To the chagrin of clueless liberals and an inbred media, its impact may
help change the course of the nation.
It is not a Republican effort, although the GOP will benefit from it and
has already in Virginia, New Jersey and even Massachusetts. It will not
benefit Democrats except in constituencies where it may find a
Republican candidate unacceptable and split the vote.

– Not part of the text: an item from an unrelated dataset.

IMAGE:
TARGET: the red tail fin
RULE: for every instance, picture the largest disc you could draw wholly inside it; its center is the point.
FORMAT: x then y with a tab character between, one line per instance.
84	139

This will damage RINOs, not real conservatives. There is a temporary
alliance between Tea Party independents and GOP candidates who reflect
their views that will cause the nomination of more conservatives. How well
they govern and how far they will actually succeed in changing the
direction of the country will be the ultimate determination of the
movement's success.
One impact observed throughout Arizona and elsewhere is the appearance of
many new faces in the ranks of GOP candidates, along with many new
activists. Most are of a high quality, higher than prior cycles. The local
GOP is filling more precinct committee slots than they have in years, and
they aren't coming from the League of Women Voters. When was the last time
you saw over 500 people at a candidate forum for anything in February, let
alone October?
Democrats have been living off Astroturf and a tone-deaf, lame stream
media for so long they project onto anything real the techniques they've
grown comfortable with, from phony letter drives to pathetic talk radio
screamers like Ed Schultz who actually advocated voter fraud in
Massachusetts to "preserve health care reform." Discussion of
issues with most liberals quickly degenerates to them using name-calling
and challenging the motives of those who disagree. Which leads me to ask,
"how's that working out for ya?"
Some Tea Party leaders are still rightfully wary of the GOP, which has
gone wobbly before. Their inclusion in its ranks will go far to increasing
its backbone, but Tea Parties have others attempting to use them.

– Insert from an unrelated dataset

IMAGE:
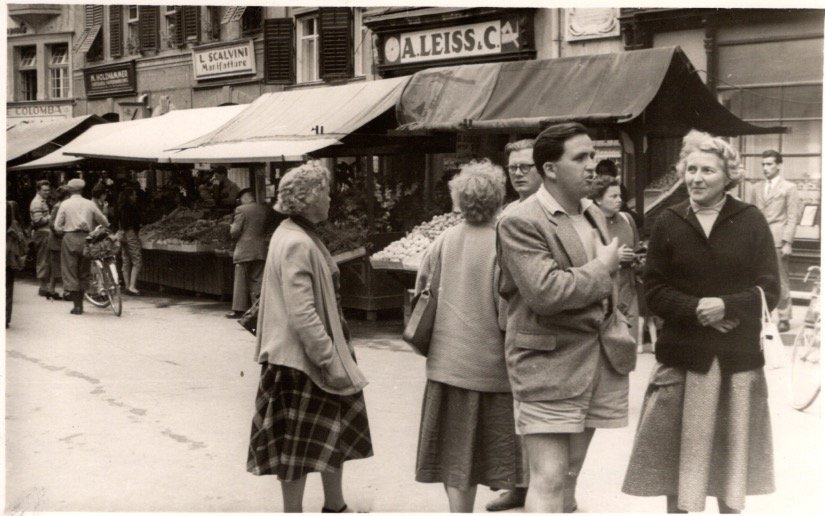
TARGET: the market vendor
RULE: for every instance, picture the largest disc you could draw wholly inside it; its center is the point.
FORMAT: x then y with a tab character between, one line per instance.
224	190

One local example was the sucking in of local Tea Party leaders by a
prominent businessman who solicited their support in a recall effort of
the Tucson mayor and two council members he began, and then unilaterally
abandoned. That cost them credibility which would have been partially
maintained had they at least denounced his basically perfidious actions.
First rule of leadership is not to hang your followers out to dry.

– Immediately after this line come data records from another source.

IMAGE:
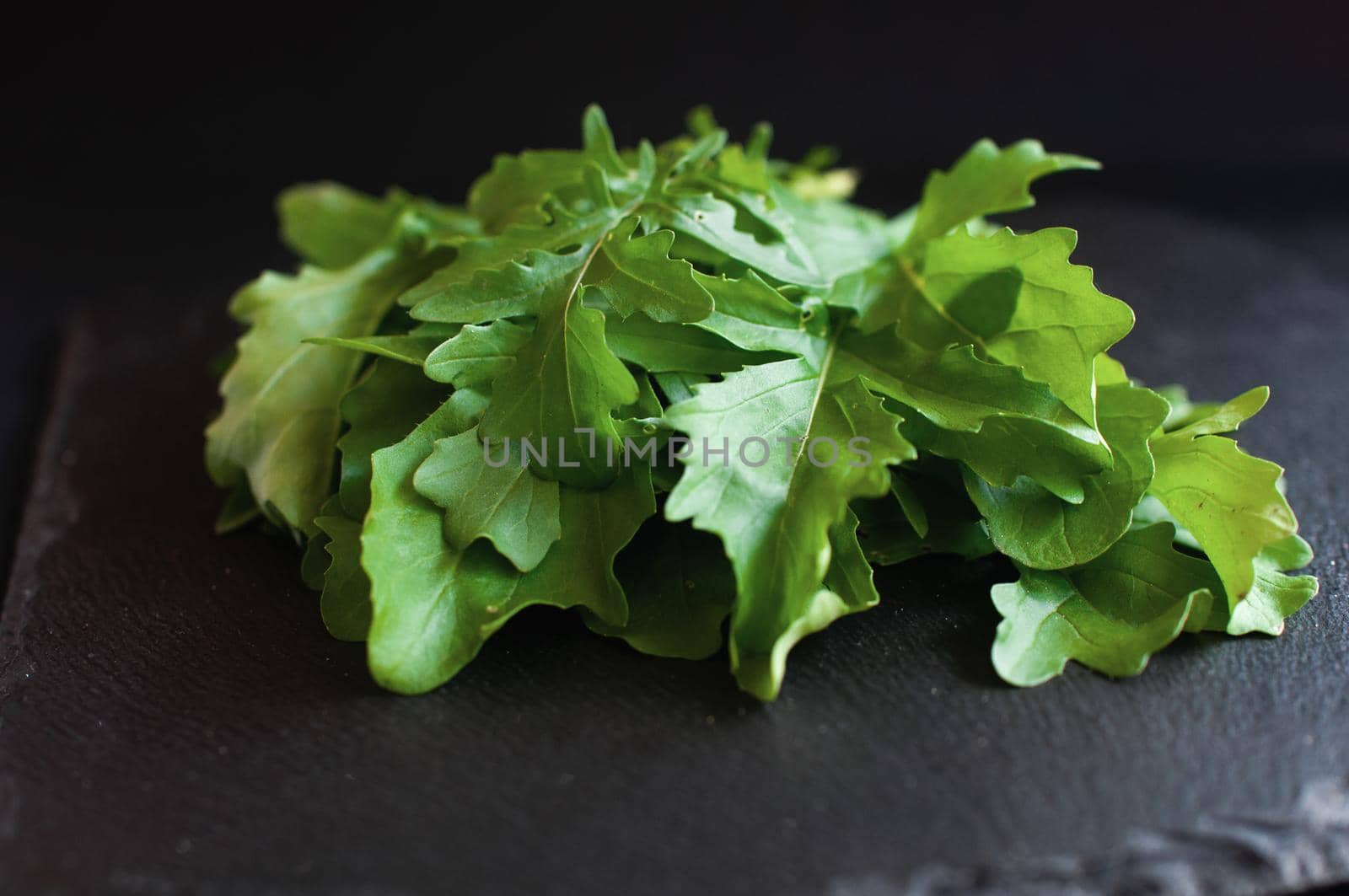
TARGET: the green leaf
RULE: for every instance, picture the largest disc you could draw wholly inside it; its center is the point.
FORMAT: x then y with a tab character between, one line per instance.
775	516
640	276
1274	597
1038	529
505	503
1227	498
478	355
1020	301
408	348
847	587
674	608
563	384
280	424
435	606
1110	614
676	347
712	222
346	598
888	534
384	406
985	181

Another threat is groups with superficially similar methods but based in a
different epistemology. One of those is called Get Out of Our House, or
GOOOH. It sets up local groups, charges fees, has a ranking system for
members who are supposed to pick, apparently among those in each district,
issues to rank candidates. Their initial issue list had a left-populist
tilt including elimination of the electoral college, reducing inherited
wealth, banning lawyers from public office and other unconstitutional
eccentricities. My KVOI colleague Charles Heller considers them
communitarian socialist.
Threats from GOOOH and others along with the GOP will be overshadowed by
the basic good sense of the Tea Party goers themselves. They are not
pitchfork populists. They are mainly constitutionalists. The greatest
factor contributing to the movement besides the arrogance of the liberal
establishment is that they reflect the ideas that have dominated the
bestseller lists for several years, contained in a host of conservative
books ignored by a snot-impacted elite.
Like their intellectual forefathers, this group of revolutionaries are
literate and understand what they want their government to be. They will
not be hustled easily. And they will not be going away.